For the study, Mayo Clinic researchers conducted a retrospective, multivariable analysis of antimicrobial stewardship program (ASP) prospective audit and feedback outcomes at 17 Mayo Clinic sites in Minnesota, Florida, and Arizona from July 2017 through June 2022. The study included 84 female and 59 male clinicians. The researchers used antimicrobial stewardship rules and associated interventions documented within a prospective audit-and-feedback tool embedded in Mayo's electronic health record system to analyze intervention rates, communication methods, and intervention acceptance by clinician gender, profession, patient age, and intensive care unit (ICU) status.

Of the 71,729 rules that met study inclusion, 18,175 (25%) were associated with an intervention. Of 10,363 interventions with an outcome documented, 8,829 (85.2%) were accepted and 1,534 (14.8%) were rejected. Female clinicians had 6,782 (86.5%) of 7,843 interventions accepted, and male clinicians had 2,047 (81.2%) of 2,520 interventions accepted (odds ratio, [OR], 0.82; 95% confidence interval [CI], 0.53 to 1.28). There was no difference in communication methods used by female versus male interveners. There was also no difference in the staff profession as it related to recommendation acceptance.
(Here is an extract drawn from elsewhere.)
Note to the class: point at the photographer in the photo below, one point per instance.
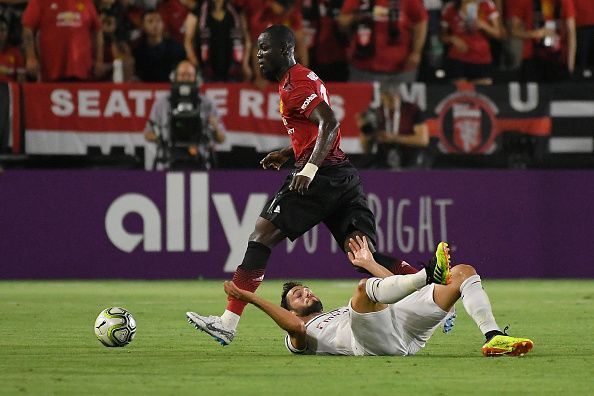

Female patients had more interventions than male patients (female vs male: 25.9% vs 24.9%; OR, 1.04; 95% CI, 1.02 to 1.08). Patients in the ICU had a significantly lower intervention acceptance rate (ICU vs non-ICU: 78.2% vs 86.7%; OR, 0.56; 95% CI, 0.45 to 0.7).

We are optimistic that there continues to be an improvement in decreasing gender bias among healthcare workers.

The study authors note that the results contrast with a previous study that found female pharmacist recommendations were less likely to be accepted by hospitalists than those of their male counterparts. They suggest that could be because Mayo's ASP is well established and most of the interventions were conducted by female staff.

"We are optimistic that there continues to be an improvement in decreasing gender bias among healthcare workers, but we acknowledge that much work remains," they wrote.